Sterilization of specimens with autoclave had no significant effect on bond strength to enamel, but this method had a significant effect on the failure mode. Enamel cohesive failure was the most observed failure mode in specimens that were autoclaved. It should be considered that the purpose of bond strength test is to assess bond efficacy, so cohesive failure may interrupt with this aim. Although autoclaving of teeth had no significant effect on bond strength values, it may change the cohesive strength of tooth structure by increasing enamel cracks due to its high temperature. In another study, the negative effect of autoclave on shear bond strength of dentin was found(25)while other studies demonstrated no change in tooth structure when teeth were autoclaved(2, 20). Another important point is that autoclaving alongside different storage medium may have different results on SBS of specimens. Lee et al. (6) concluded that sterilization with autoclave may reduce bond strength to dentin when the teeth were initially stored in distilled water or formalin.
Since mercury vapor may be released in the air by autoclaving and the residual mercury can further lead to environmental contamination, autoclaving should not be done for the extracted teeth with amalgam restorations.
Furthermore, teeth with amalgam restorations may undergo fractures caused by thermal cycling since their coefficients of expansion are different (5).

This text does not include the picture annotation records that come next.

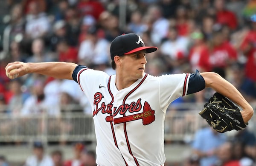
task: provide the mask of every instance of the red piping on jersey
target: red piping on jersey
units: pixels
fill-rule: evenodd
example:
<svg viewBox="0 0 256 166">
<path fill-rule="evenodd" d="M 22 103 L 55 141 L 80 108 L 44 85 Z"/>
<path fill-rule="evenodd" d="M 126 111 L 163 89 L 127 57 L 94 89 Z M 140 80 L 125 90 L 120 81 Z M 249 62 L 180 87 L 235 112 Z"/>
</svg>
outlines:
<svg viewBox="0 0 256 166">
<path fill-rule="evenodd" d="M 128 93 L 128 94 L 127 94 L 126 95 L 126 96 L 124 98 L 124 100 L 123 101 L 123 104 L 125 104 L 125 100 L 126 100 L 126 99 L 128 98 L 128 96 L 129 96 L 133 92 L 134 92 L 134 91 L 135 91 L 135 90 L 136 90 L 137 89 L 138 89 L 138 88 L 142 84 L 142 83 L 145 80 L 145 79 L 146 79 L 146 78 L 147 78 L 147 76 L 148 76 L 148 74 L 146 73 L 146 74 L 144 76 L 144 77 L 143 78 L 143 79 L 142 79 L 142 80 L 141 80 L 140 82 L 140 83 L 139 83 L 139 84 L 138 84 L 138 85 L 137 86 L 136 86 L 136 87 L 134 87 L 133 90 L 132 90 L 131 91 L 130 91 L 130 92 Z M 125 116 L 125 115 L 124 114 L 123 115 L 123 116 L 124 117 Z M 130 145 L 130 143 L 129 143 L 129 140 L 128 139 L 128 135 L 127 135 L 127 131 L 126 131 L 126 122 L 124 123 L 124 130 L 125 132 L 125 139 L 126 140 L 126 143 L 127 143 L 127 146 L 128 147 L 128 150 L 129 150 L 129 152 L 130 153 L 130 154 L 131 155 L 131 156 L 134 158 L 134 161 L 135 162 L 135 163 L 136 163 L 136 165 L 137 166 L 139 166 L 140 165 L 139 164 L 139 163 L 138 162 L 138 161 L 137 160 L 137 159 L 132 154 L 132 152 L 131 152 L 131 146 Z"/>
<path fill-rule="evenodd" d="M 112 98 L 111 102 L 110 103 L 110 104 L 112 104 L 113 103 L 113 102 L 114 101 L 114 96 L 113 96 L 113 94 L 112 94 L 112 92 L 111 92 L 111 90 L 110 90 L 110 80 L 111 79 L 111 76 L 111 76 L 109 77 L 109 79 L 108 80 L 108 93 L 109 93 L 109 94 L 111 96 L 111 98 Z M 113 117 L 113 115 L 112 115 L 111 113 L 110 113 L 110 116 L 112 116 L 112 117 Z M 113 127 L 113 122 L 112 121 L 111 121 L 111 122 L 110 122 L 110 125 L 111 126 L 111 129 L 112 130 L 112 134 L 113 135 L 113 138 L 114 139 L 114 141 L 115 142 L 115 145 L 116 145 L 116 146 L 117 149 L 119 149 L 119 148 L 118 148 L 118 145 L 117 145 L 117 142 L 116 142 L 116 135 L 115 135 L 115 131 L 114 130 L 114 127 Z M 122 155 L 122 157 L 124 159 L 124 161 L 125 161 L 125 166 L 128 166 L 128 164 L 126 163 L 125 160 L 125 158 L 124 158 L 123 156 L 122 156 L 122 155 L 121 154 L 121 155 Z"/>
<path fill-rule="evenodd" d="M 79 73 L 78 73 L 78 79 L 77 79 L 77 82 L 78 82 L 78 84 L 79 84 L 79 86 L 80 86 L 80 88 L 81 88 L 81 89 L 82 90 L 82 91 L 83 92 L 84 92 L 84 90 L 83 90 L 83 89 L 82 89 L 82 87 L 81 87 L 81 85 L 80 84 L 80 75 L 81 74 L 81 73 L 82 73 L 82 72 L 88 69 L 88 68 L 84 68 L 83 69 L 82 69 L 80 72 L 79 72 Z"/>
<path fill-rule="evenodd" d="M 184 96 L 185 95 L 186 95 L 186 83 L 187 82 L 188 77 L 189 77 L 189 73 L 187 73 L 186 75 L 186 77 L 185 78 L 185 81 L 184 82 L 184 86 L 183 87 L 183 94 L 182 94 L 182 96 Z"/>
</svg>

It should be noted that almost all storage media such as chloramine or thymol can be used just as disinfectant agents. Therefore, if there is a need for sterilization of teeth, other methods such as autoclave, dry heat, gamma radiation and freezing should be considered (3, 6, 22). It was shown by White et al. (26) that the structure and function of dentin are not altered by teeth sterilization through gamma radiation, which unfortunately requires expensive equipment.
In the current study, SBS was used for evaluation of bond strength. An in-vitro Shear Bond Strength (SBS) Test is commonly employed by investigators for a quantitative analysis and ranking of bonding performance of adhesive resins on the surface of enamel and dentin(6). An SBS specimen can be pre-stressed only by mold removal before testing, which is a significant advantage over the Tensile Bond Strength (TBS) Method. SBS methods are especially useful tests for those substrates that are susceptible to crack propagation during sample preparation such as glass ionomers or enamel(27).
With the limitation of this study, only the effect of storage media and autoclave on bond strength to enamel and mode of failure was evaluated. The effect of these factors on bond strength to dentin is also required. Further research regarding the effect of storage media on mechanical properties of tooth structure such as micro-hardness is suggested.